« Le Ciment du Sahel » (CDS), société au capital de 13,5 milliards de francs CFA (soit 20,6 M€), détenue par la famille Layousse, est la plus grande cimenterie du Sénégal, avec une production de 600 000 tonnes de ciment par an. Déjà peu appréciée par les populations de Bandia, où elle exploite les réserves de calcaire depuis 2002, la cimenterie vient d’obtenir une licence d’exploitation de 236 hectares supplémentaires dans la forêt de baobabs de Bandia. La nouvelle a suscité colère et inquiétude chez les habitants et les associations de protection de l’environnement.
L’attribution d’hectares supplémentaires à l’entreprise « Le Ciment du Sahel » serait un « désastre écologique », a estimé l’ONG Nebeday.
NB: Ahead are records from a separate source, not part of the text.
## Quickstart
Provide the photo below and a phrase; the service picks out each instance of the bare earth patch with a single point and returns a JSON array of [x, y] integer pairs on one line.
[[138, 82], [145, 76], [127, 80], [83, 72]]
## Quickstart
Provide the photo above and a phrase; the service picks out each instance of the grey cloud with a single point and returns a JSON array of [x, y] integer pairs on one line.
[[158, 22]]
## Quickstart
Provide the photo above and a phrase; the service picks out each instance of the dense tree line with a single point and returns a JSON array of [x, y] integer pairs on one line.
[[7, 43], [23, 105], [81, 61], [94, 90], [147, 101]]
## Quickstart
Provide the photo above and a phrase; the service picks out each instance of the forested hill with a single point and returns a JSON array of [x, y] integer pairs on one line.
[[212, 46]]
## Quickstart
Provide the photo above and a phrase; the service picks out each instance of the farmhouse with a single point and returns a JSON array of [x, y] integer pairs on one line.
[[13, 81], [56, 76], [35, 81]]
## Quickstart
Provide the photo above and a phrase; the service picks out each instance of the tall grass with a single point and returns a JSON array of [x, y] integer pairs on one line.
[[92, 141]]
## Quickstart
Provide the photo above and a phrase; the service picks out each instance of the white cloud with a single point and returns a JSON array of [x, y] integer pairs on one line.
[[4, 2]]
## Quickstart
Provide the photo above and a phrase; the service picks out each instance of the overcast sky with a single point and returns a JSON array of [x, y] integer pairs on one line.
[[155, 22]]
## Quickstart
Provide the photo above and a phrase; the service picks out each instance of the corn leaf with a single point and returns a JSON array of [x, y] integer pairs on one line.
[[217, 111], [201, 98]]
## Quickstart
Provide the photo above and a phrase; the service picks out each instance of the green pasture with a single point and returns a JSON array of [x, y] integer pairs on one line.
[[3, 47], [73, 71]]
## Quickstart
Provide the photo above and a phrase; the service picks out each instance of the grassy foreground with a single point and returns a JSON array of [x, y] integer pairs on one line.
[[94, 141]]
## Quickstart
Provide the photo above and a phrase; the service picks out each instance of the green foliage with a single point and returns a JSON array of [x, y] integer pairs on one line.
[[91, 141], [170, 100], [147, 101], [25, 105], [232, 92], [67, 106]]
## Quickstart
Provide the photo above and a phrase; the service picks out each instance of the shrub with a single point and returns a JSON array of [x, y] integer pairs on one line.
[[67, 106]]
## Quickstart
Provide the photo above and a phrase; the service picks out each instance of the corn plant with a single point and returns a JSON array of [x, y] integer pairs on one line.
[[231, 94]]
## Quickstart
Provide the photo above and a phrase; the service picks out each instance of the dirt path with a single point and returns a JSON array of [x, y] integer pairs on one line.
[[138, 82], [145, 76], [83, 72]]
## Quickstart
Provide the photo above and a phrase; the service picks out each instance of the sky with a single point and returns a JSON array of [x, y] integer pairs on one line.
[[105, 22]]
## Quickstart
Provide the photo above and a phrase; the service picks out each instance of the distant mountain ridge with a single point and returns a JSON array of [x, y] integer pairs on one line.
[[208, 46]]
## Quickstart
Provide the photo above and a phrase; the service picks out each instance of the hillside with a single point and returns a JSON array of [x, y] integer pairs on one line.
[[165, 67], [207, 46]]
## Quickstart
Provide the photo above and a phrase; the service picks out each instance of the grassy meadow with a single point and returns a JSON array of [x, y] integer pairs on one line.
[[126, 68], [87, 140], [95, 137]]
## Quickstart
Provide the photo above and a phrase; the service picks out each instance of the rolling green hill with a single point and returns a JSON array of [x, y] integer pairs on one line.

En septembre 2019, les habitants de Bandia ont manifesté pour demander au président sénégalais d’intervenir. « Il y avait des manguiers, des eucalyptus, des acacias, des baobabs… Regardez, il n’y a plus une seule fleur, plus un seul animal. Ici, la nature ne pourra plus jamais reprendre ses droits », a déclaré à l’Agence France-Presse (AFP), Mame Cheikh Ngom, professeur de géographie à l’université de Dakar. Dans sa désolation, le natif de Bandia ajoute qu’il ne reste déjà plus que 2 000 hectares de forêt, soit seulement un cinquième de sa superficie originelle.
Bien que tenue par la loi de restaurer les sols après exploitation, la cimenterie aurait abandonné une vingtaine de mines de calcaire à ciel ouvert, laissant derrière elle un paysage lunaire, peu propice à la renaissance de la faune et de la flore.
La licence d’exploitation n’est pas définitive
Face aux craintes des 10 000 habitants environ que compte la localité de Bandia, le gouvernement a fait savoir que le projet d’extension de l’entreprise « Le Ciment du Sahel » avait été suspendu et que la licence d’exploitation qui lui avait été délivrée n’était pas définitive.
Cependant, le ministre sénégalais responsable l’Environnement a semblé être plus intéressé par le besoin de croissance économique que par la protection de la forêt de baobabs de Bandia. S’exprimant dans les colonnes du journal Le Monde, Abdou Karim Sall a cité plusieurs projets récents de reboisement qui pourraient compenser la déforestation qu’occasionnerait le projet d’extension de la cimenterie.
Et pourtant la forêt de Bandia n’est pas une forêt ordinaire. Ses baobabs millénaires (pour certains) sont associés à des symboles évoquant la vie et la mort : si leurs feuilles servent à la confection de tisanes médicinales et leurs fruits de remèdes pour les nouveau-nés, les écorces des baobabs ont longtemps fait office de linceul pour les griots.